他清了清嗓子,道:“唉,我这棉衣也穿好几年了,不知道什么时候换换。”
周氏这才明白,许老爹说起儿子,原是在这等着她呢。
她看了看许老爹身上灰色的棉袄,确实是有点旧了,领子,袖子都磨的起了毛边,身上也有几个补丁。
她嘴上说了许老爹几句,老了老了还爱俏了。等大集却又买了一匹粗棉布,给自己也扯了一块,今年家里富裕,都做新衣裳开开心心的过大年。
另一头,锦娘也穿针引线的在纳鞋底,许景祥去了几天山上,什么都没猎到,便不去了,这几日也就是去地里看看苗。给家里挑挑水劈劈柴。
他想着不管怎么样,先把年过了,等过了年再找活做工也不迟。
锦娘因着许景祥生气的事,也不敢再说什么。
她看许景祥这次气的不轻,自己温柔小意了这些日子,夫妻俩还是不冷不热的。
锦娘心道,这怎生得了,自己刚嫁进几月,就失了夫君的心,那以后日子可怎么过,婆母也不喜欢自己,自己娘家也不提气,能依仗的还不是自己的夫君。
看着虞娘给许景瑞做了新衣裳,她便也来了心思,本想也做一件,但又怕虞娘知道说她刻意学她。再加上她看许景祥的棉衣也还成,没有旧的不成样子。
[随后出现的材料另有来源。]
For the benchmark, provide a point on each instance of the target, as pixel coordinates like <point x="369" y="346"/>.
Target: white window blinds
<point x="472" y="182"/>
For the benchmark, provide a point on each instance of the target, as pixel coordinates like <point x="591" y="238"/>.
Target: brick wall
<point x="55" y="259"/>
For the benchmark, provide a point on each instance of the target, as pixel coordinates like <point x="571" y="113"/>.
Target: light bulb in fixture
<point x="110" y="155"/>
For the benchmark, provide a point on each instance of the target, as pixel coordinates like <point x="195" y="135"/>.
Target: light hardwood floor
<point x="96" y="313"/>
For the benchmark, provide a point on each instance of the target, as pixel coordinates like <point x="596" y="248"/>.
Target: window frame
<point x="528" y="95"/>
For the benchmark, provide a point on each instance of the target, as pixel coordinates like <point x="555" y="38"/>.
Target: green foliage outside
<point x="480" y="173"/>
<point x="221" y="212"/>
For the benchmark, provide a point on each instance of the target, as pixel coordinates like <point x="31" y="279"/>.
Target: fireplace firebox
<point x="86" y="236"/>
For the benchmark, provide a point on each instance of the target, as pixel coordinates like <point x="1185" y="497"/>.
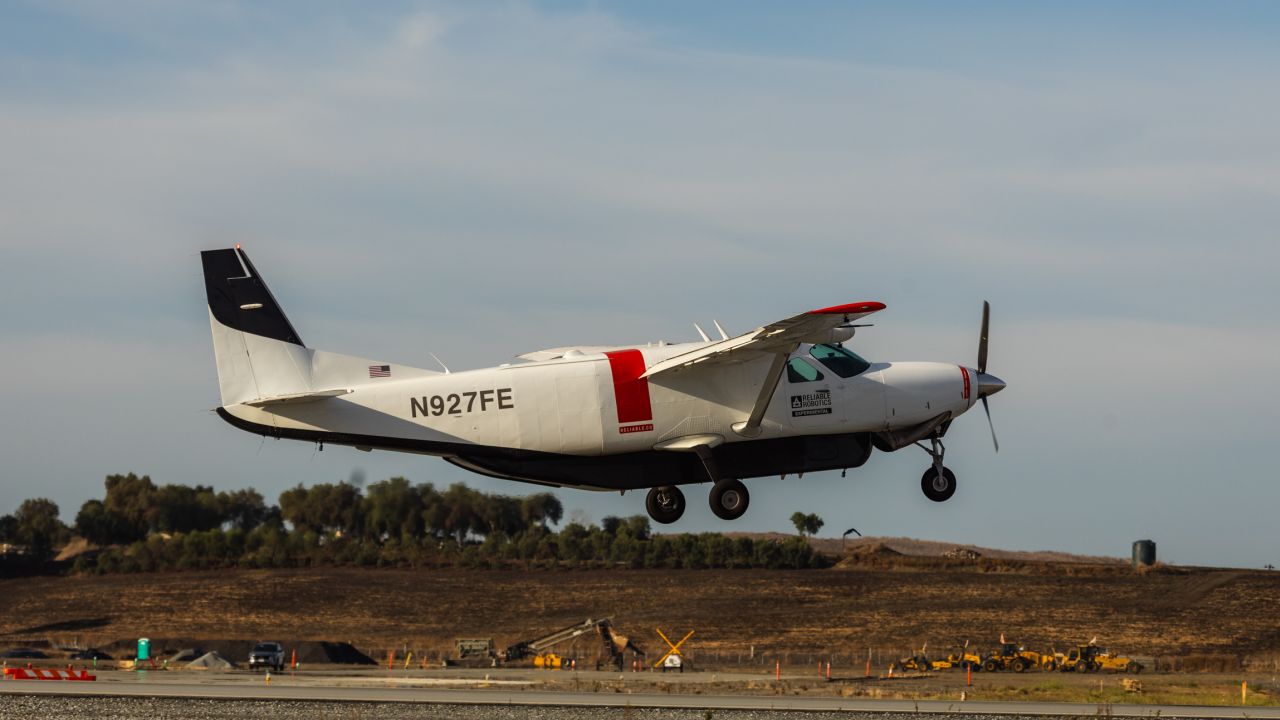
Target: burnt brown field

于是便想着做双鞋吧,她手艺好,这千层底的做法还是她娘告诉她的,杨母虽然不着调,但是有句话说的不错,人舒不舒坦,这鞋起的作用可大咧,所以鞋底更得用心做。
锦娘用心做了几日,时不时地还挑灯夜战,许景祥虽面上冷落着,但看那鞋底的尺寸,也知道是给自己做的,心也就慢慢软了。
等锦娘把做好的鞋让他试穿,他一穿,果然是舒坦,底纳了那么多层,踩上就如同踩在棉花上似的,鞋身又很是轻便,比娘给自己做的还好。
锦娘看许景祥穿着新鞋在屋里走来走去,步伐轻快,就觉得,这气应该是消了。
果然,许景祥踩着这新鞋,又想起媳妇儿这几日的辛苦,语调便软和下来了,握着锦娘的手道:“辛苦了,锦娘。”
锦娘一听这软和话,差点掉下泪来,自己这几日面对许景祥的冷脸,真真是煎熬的很。
现在夫妻俩重归于好,晚上温存一会儿,许景祥又跟锦娘说:“毕竟是你的娘家,适当帮衬无碍,但那束脩,是肯定不成的,一是没有十足的把握,二咱家也没钱长期供应着,你心里也得有点数。”
许景祥字字肺腑,锦娘也不是多不明事理的人,自然知道他说的是对的,自己就是心太软,才受了母亲的挑唆。她软声道:“嗯,我错了,以后都听你的。”
柔软的身子依上男人的胸膛,再加上这细声细语,许景祥自然是气消了。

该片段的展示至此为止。